We first reject Mr. Delgado’s claims that the Constitution and 28 U.S.C. § 1331 waive sovereign immunity. The statute conferring general federal question jurisdiction, 28 U.S.C. § 1331, “grants the district courts original jurisdiction of all civil actions arising under the Constitution, laws, or treaties of the United States, but does not waive the government’s sovereign immunity. Consequently, district court jurisdiction cannot be based on § 1331 unless some other statute waives sovereign immunity.” Neighbors for Rational Dev., Inc. v. Norton, 379 F.3d 956, 960-61 (10th Cir.2004) (quotations and citation omitted).

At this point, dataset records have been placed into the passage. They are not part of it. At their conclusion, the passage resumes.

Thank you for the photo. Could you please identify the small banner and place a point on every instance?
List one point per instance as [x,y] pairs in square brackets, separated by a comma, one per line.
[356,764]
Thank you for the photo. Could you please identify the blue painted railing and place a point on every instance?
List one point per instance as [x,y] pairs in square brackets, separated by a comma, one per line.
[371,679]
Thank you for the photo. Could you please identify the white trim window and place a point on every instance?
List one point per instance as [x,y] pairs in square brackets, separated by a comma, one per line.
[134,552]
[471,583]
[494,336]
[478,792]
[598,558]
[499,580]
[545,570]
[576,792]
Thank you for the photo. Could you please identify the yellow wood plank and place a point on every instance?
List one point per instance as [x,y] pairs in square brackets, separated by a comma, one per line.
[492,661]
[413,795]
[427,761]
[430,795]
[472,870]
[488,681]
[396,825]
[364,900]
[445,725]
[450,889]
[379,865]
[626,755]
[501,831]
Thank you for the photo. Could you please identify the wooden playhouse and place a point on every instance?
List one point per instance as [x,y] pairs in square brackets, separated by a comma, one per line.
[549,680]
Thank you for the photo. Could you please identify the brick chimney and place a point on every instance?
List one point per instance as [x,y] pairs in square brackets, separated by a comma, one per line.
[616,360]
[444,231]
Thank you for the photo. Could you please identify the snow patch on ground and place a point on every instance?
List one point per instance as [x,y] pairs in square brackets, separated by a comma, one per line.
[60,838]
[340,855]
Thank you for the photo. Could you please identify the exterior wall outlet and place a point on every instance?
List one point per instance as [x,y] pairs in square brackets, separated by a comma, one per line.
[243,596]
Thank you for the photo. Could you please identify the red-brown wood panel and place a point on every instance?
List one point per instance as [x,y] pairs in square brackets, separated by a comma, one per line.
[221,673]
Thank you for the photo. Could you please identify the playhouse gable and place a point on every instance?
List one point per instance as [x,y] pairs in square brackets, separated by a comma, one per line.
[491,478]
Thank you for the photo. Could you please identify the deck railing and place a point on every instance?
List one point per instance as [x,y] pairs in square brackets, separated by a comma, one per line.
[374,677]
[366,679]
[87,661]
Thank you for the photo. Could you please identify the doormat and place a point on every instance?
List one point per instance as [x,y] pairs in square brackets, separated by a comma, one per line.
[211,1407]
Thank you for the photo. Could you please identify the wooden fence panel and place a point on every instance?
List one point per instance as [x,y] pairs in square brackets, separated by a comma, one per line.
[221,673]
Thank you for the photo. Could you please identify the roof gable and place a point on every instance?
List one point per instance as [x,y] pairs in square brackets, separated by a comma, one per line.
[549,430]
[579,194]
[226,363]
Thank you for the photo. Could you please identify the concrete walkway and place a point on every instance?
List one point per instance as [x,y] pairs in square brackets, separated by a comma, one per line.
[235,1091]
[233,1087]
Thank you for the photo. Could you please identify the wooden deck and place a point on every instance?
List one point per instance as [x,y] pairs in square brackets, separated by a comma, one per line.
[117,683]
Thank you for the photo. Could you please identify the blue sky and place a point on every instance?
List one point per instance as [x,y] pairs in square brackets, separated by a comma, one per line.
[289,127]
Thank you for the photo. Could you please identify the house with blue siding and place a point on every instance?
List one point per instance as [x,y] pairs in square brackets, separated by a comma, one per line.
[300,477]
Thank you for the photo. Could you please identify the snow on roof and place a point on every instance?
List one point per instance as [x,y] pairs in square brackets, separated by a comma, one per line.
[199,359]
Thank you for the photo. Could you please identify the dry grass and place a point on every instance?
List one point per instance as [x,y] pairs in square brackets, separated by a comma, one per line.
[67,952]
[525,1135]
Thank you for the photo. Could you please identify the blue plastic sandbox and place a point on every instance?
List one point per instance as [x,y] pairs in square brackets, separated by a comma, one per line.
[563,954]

Mr. Delgado next contends that the APA provides a waiver of sovereign immunity. The APA “contains a limited waiver of the United States’ sovereign immunity.” City of Albuquerque v. United States Dep’t of Interior, 379 F.3d 901, 907 (10th Cir.2004) (quotation omitted) (referring to 5 U.S.C. § 702). “But before any review at all may be had, a party must first clear the hurdle of [5 U.S.C.] § 701(a).” Heckler v. Chaney, 470 U.S. 821, 828, 105 S.Ct. 1649, 84 L.Ed.2d 714 (1985).

Mr. Delgado relies on § 701(a)(1), which provides for review of agency action “except to the extent that statutes preclude judicial review.” According to his argument, no statute, including the Tucker Act, 28 U.S.C. §§ 1346 & 1491, precludes judicial review, so § 701(a)(1) operates to confer jurisdiction. 4 Mr. Delgado’s argument ignores § 701(a)(2), which makes review of agency action unavailable if “agency action is committed to agency discretion by law.” Accordingly, we examine whether defen *920 dants’ determination that Mr. Delgado would not receive flight training was committed to agency discretion by law.